8月2日*たまご*
『ふおぉぉ』
瞳を輝かせて、ボウルの中を覗き込む名前。
「めずらしいですね」
名前の驚きのリアクションに、賛同しながら微笑む草壁。
台所で、3時のおやつにホットケーキを作ろうとボウルへと割った一つの卵。
『きいろが、にこぉぉぉあるよぉ』
「双子ですね」
一つの卵を割って出てきた2つの黄身の卵を初めて見た名前は、瞳をキラキラ輝くように大きく見開いて、触ってみたいなぁ…と、ちょっと指を伸ばすものの…ぐっと我慢。
この素敵な出来事をもっともっと楽しみたい。
『てつさん、かして?』
「卵ですか?」
『うん。きょうやくんにね、みしてあげんの』
そう言うと、名前には少し大きいボウルを両手に抱え、パタパタと台所を出て行ってしまった。
「あ…転ばなければいいが…」
手にしたボウルを嬉しそうに覗きながら廊下を走る名前に、ヒバードがパタパタと飛んで近付いて来た。

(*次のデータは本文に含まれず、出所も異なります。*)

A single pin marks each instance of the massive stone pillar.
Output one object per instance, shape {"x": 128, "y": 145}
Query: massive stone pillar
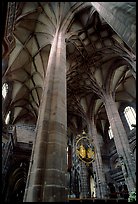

『あ〜ヒバードぉぉ、みてぇ、きいろがぁねぇ、にこあんだよぉぉ』
走りながらヒバードに勢い良くボウルを掲げれば、やはり予想通りの展開が。
ぐしゃ…
『あ…ぁぁぁ』
「で、廊下に広がるこれ何?」
名前に廊下へと連れて来られた雲雀は、廊下にベッタリと広がる哀れな残骸を見下ろす。
それを、ビクビクしながら上目使いで雲雀の顔を見上げる名前。
『とね、たまごぉ?』
なぜか疑問系。
「なんだか予想がつくけど、普通卵は廊下に広がらないよね」
なぜこんな事になったのか?
『とね、きいろにこねあったのぉぉ、きょうやくんに、みしてあげようとおったらね、おっこったらね、ぐしゃぁぁぁなったの』
落としただけで、この廊下の惨劇はどう言う事だろう?
黄身と白身が混ざりあったものが廊下に広がり飛び散って、名前の手と服も卵まみれになっている。
「落としただけでこうなる?」
そう聞けば、名前なりの説明が開始される。
それによれば、落とした時は辛うじて黄身が2つあり、それをボウルに戻そうとしゃがんで手にしたが、柔らかい黄身を名前が上手く取れる筈もなく…グシャリと手の中で潰れてしまい、ショックで勢いよく立ち上がった時に、今度は白身を踏んでズルリと転んで、手の中で崩れ黄身が転んだ拍子に更に飛び散って、また立ち上がる時に、黄身がついた手で廊下にペタリと触れ、手に残った黄身をズルリと廊下に広げた。
と…いう事を、たどたどしくも懸命に伝える。
はぁ…。
雲雀のため息に、しゅんとしながら小さな声で『ごめんなさい』と落ち込む。
雲雀は大きいバスタオルを持って来ると、バスタオルで名前をくるんで抱きかかえる。
『ほえ?』
「顔も、体もベタベタだから洗わないと」
汚れた顔で『えへへ』と頭を掻き、手に付いた汚れが髪にも移る。
はぁ…。
抱きかかえた名前のおでこを、呆れ顔でコツンと指で突っつけば、名前はおでこを卵まみれの手で押さえながら、ヘラリと笑顔を雲雀に向ける。
「まったく、名前は、本当にいつも僕を楽しませてくれるよ」
えへへへ。
卵の惨劇の犯人は、楽しませてくれると言う言葉を素直に受けとめ、褒められたと嬉しそに笑う。
「褒めてない…」
『う?ちがう???お??』
また溜息を一つ付くものの、雲雀の気分はそう悪くもない。
「今度から、持って来ないで呼びに来なよ」
『うん!』
分かっているのかいないのか?とりあえず返事だけは元気な名前。
この後、汚れた廊下を、「やはりこうなったか」と苦笑しながら草壁が掃除をしたのは言うまでもない。